HSW – Against induction

by Neil Rickert

In this post, I shall argue against induction.  Specifically, I shall argue against what I referred to as “philosophic induction” in a recent post.  My earlier post — “All emeralds are green” — was intended to illustrate the view that I shall be presenting here.  I suggest you read that now, if you have not already done so.  Throughout this post, I shall assume familiarity with that story.

That emeralds are green has sometimes been used to illustrate the idea of induction.  Presumably, the argument would be:

  • All the many emeralds that I have seen were green;
  • Therefore all emeralds are green.

Interestingly, emeralds were also used by Nelson Goodman in his skeptical “grue” argument.

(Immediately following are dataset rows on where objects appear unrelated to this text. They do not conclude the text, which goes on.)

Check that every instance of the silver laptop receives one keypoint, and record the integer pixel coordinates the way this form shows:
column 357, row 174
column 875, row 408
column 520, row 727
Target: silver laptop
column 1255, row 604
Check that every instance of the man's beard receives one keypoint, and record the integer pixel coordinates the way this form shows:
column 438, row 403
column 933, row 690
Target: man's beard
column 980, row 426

According to the story told in my previous post, greenness is part of what characterizes emeralds, part of how a mineral is recognized as an emerald.  While the story is made up, I believe that part of it to be true, namely that greenness is part of what characterizes emeralds.  And if that assessment is correct, then “all emeralds are green” is a necessary truth, an analytic assertion, a statement that is true by virtue of the meanings of its terms.

If “all emeralds are green” is analytic, then philosophic induction has nothing do with why we take that statement to be true.  Similarly, I believe some (but not all) of our scientific laws are analytic.  That I believe Newton’s laws of motion to be analytic was intended to be implicit in my earlier post about those laws.

Social construction

When it is suggested that scientific laws are analytic, some folk claim that this is evidence for social constructionism.  And social constructionism is itself seen as controversial.  So let’s examine what might have been socially constructed in the village of D’La Mere.

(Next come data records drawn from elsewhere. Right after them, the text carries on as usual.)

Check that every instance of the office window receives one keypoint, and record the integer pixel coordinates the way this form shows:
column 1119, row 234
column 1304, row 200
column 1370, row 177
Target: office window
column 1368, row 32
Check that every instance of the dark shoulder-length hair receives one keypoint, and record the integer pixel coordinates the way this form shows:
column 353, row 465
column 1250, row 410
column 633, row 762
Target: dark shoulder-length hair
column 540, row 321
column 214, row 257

It seems to me that what is socially constructed, is the use of emeralds as jewelry, rather than just using them as a component of paving gravel.  I am inclined to think that it should not be at all controversial to recognize that use of emeralds as socially constructed.

On analyticity

Whether or not there are analytic statements is apparently somewhat controversial, particularly since Quine argued against the idea in his “Two Dogmas of Empiricism.”  I take it that Quine was mainly concerned with the use of analyticity in the philosophy of language.

For the workers in the village of D’La Mere, greenness was something that characterized emeralds.  However, for somebody whose acquainance with emeralds comes via seeing them in the jewelry store, perhaps it is a tag saying “emerald” that characterizes them.  So “all emeralds are green” might be analytic for the workers, but not for those who learn about emeralds at the jewelry store.  That analyticity of a statement is complex, and might depend on how a person learned parts of that language, is part of what I take Quine to have been arguing.  If so, then I will have to agree with Quine on that point.

That “all emeralds are green” appears to be analytic to the workers, and that some scientific laws appear to be analytic to scientists, is what I see as important.  And I don’t see Quine’s argument as challenging that.

Another criticism made of analytic statements, is that they have no descriptive content.  I don’t see that as a problem either.  The greenness of emeralds was important to the workers, not as a description of the world, but as an account of the methodology that they should follow in finding emeralds.  If knowledge of methodology counts as part of our knowledge, then analyticity of “all emeralds are green” does not rule it out as a component of knowledge.

Inductionist thinking

Why do people think we are using induction?  This is a bit of a puzzle for me.  When I question that induction is used, many people disagree with  me.  Yet they have been unable to make a persuasive case the induction is used.

As best I can tell, and as applied to emeralds, the thinking is something like:

  1. Emeralds are part of our ontology, and as such, are metaphysical.  That is to say, they exist independently of humans.
  2. We perceive emeralds, and perceive that they are green.
  3. Somehow, our knowledge that all emeralds are green must result from the above.

I agree with the first step there, though I suspect that is the step that leads to wrong conclusions.  I’ll say more about my view of ontology and metaphysics in a future post.

The second step of the above seems to assume that perception is magical.  That is, it seems to assume that we can perceive things as emeralds, without their greenness playing any role in how that perception works.  If that is how people are really thinking, then that seems to be the mistake.